Well, in general autocommit isn't safe and neither is non-autocommit.
If you get a network disconnect at just the wrong time (during commit),
you can't tell what happened to your transaction. You'll get a
SQLException informing you your connection is gone, but did it commit or
not? You need two phase commit (XA) to be able to name and lookup in
doubt transactions at a later date in case something bad happens. In
your case something odd is going on (which we may still be able to
resolve), but is it worth moving every single application to XA to
defend against these possibilities? I don't think so.

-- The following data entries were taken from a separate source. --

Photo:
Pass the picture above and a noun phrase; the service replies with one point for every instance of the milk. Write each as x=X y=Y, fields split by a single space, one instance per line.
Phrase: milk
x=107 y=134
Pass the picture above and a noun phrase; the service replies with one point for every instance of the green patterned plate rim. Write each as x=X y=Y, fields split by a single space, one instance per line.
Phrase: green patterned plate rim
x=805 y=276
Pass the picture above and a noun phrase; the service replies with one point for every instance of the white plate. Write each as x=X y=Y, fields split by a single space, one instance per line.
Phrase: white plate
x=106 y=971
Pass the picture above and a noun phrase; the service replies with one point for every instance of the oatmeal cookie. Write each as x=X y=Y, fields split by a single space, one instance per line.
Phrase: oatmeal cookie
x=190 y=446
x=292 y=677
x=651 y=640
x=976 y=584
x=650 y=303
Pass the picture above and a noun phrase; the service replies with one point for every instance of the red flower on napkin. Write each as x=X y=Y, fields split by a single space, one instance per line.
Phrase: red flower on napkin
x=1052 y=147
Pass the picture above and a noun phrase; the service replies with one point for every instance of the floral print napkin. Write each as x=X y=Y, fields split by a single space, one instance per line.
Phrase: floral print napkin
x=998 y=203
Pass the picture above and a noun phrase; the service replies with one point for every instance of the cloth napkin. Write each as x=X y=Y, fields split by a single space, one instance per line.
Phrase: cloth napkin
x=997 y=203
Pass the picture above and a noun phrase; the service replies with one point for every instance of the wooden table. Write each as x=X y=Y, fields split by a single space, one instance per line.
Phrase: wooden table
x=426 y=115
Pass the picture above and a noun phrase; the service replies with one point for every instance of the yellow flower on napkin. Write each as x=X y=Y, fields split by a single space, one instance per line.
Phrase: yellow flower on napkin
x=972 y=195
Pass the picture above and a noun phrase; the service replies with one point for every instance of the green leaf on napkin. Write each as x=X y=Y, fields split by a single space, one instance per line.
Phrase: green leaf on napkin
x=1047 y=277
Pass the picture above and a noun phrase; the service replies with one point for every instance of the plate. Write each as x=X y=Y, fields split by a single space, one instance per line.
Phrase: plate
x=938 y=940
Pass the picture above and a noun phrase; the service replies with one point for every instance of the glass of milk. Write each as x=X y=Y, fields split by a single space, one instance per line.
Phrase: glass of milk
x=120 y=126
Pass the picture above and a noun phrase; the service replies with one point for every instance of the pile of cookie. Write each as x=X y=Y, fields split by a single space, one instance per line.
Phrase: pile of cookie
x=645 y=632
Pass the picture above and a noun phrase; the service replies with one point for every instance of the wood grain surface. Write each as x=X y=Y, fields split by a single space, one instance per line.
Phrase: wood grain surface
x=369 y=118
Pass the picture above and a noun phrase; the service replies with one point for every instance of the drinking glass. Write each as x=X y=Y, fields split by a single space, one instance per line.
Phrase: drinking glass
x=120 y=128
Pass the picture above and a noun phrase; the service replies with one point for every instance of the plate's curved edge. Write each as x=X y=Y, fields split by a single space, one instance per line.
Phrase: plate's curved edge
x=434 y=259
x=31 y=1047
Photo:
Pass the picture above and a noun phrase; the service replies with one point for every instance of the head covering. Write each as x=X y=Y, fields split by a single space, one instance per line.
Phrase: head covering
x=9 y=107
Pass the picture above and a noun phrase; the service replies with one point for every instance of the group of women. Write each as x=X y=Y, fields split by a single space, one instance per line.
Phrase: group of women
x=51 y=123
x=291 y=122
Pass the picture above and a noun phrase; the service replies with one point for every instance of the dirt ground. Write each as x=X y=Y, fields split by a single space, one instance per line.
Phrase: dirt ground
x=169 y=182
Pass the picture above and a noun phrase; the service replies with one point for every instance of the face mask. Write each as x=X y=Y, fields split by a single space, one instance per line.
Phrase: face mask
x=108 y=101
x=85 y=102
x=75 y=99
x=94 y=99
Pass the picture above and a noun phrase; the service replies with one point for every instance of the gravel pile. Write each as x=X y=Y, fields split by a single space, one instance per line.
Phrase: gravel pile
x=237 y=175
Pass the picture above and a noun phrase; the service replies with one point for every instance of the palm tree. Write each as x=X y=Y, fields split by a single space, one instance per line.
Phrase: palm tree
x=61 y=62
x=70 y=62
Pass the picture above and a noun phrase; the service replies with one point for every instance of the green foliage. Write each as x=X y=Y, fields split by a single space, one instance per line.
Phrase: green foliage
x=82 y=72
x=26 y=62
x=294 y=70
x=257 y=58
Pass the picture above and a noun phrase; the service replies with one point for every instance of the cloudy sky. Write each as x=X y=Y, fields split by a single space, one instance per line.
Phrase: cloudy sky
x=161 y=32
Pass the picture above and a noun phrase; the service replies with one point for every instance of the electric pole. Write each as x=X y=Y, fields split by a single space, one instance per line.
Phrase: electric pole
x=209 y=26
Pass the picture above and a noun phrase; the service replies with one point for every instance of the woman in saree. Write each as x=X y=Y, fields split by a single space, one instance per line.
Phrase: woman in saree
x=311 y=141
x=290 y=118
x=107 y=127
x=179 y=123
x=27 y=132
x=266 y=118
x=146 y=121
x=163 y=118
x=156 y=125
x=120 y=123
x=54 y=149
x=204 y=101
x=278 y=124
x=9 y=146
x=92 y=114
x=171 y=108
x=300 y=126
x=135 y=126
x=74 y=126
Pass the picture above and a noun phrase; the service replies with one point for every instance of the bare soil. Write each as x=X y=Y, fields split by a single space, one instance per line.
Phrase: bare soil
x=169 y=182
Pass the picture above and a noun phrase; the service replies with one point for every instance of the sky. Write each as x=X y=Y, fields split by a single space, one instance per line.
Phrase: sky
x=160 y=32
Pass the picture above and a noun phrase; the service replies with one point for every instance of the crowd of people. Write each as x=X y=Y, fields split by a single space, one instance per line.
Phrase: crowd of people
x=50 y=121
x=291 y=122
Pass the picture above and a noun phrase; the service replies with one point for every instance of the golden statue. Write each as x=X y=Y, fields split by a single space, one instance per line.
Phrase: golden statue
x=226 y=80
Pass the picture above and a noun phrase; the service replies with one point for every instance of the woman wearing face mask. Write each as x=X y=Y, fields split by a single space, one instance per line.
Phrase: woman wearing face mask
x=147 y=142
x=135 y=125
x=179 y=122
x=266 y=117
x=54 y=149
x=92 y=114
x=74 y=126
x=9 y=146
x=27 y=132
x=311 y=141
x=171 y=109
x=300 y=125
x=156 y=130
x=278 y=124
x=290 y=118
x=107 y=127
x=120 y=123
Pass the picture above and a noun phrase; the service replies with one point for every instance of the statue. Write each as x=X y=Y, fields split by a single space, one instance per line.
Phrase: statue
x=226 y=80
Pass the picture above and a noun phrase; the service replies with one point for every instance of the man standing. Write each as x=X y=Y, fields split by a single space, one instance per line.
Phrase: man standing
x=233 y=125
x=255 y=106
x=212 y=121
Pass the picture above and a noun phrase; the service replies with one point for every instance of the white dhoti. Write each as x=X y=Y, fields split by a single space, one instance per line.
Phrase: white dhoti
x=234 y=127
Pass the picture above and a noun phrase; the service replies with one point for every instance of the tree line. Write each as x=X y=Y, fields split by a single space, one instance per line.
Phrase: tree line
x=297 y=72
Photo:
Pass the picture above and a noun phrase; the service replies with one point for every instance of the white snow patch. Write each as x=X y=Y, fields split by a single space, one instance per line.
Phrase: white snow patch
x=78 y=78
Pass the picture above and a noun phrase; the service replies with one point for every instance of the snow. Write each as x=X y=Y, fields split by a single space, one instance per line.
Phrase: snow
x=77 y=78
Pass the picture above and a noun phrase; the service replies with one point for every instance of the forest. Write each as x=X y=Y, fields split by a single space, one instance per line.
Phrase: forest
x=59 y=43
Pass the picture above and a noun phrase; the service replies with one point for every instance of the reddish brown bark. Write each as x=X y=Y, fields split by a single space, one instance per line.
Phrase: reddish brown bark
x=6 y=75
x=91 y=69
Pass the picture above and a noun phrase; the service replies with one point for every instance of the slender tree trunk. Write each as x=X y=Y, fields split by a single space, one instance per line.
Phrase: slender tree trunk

> I do appreciate that where an executeUpdate is carrying out more than
> one database write there isn't much you can do about it.
Even in the single write case, there is some code in the JDBC driver and
it must have some failure modes right? What about an out of memory
condition when trying to retrieve the server's response? The server has
committed it and the driver can't interpret that result.
> Nested transactions would be an answer, but of course there is no
> such thing.
>
There are savepoints, but again I don't see how that's helpful in
autocommit mode.
On Fri, 9 May 2008, Kris Jurka wrote:
> On Fri, 9 May 2008, Roy Smith wrote:
>
>> No the app is not multithreaded. It's a web app and I'm the only user on my
>> local test PC. So I start tomcat, run a single post which generates the
>> error, stop tomcat.
>
> Then I don't understand how it got closed mid-execution, perhaps some sort of
> intermediate pooling/proxying mechanism is involved? If you can compose a
> self-contained test case, I'd be happy to look at it.
Any progress on creating a test case?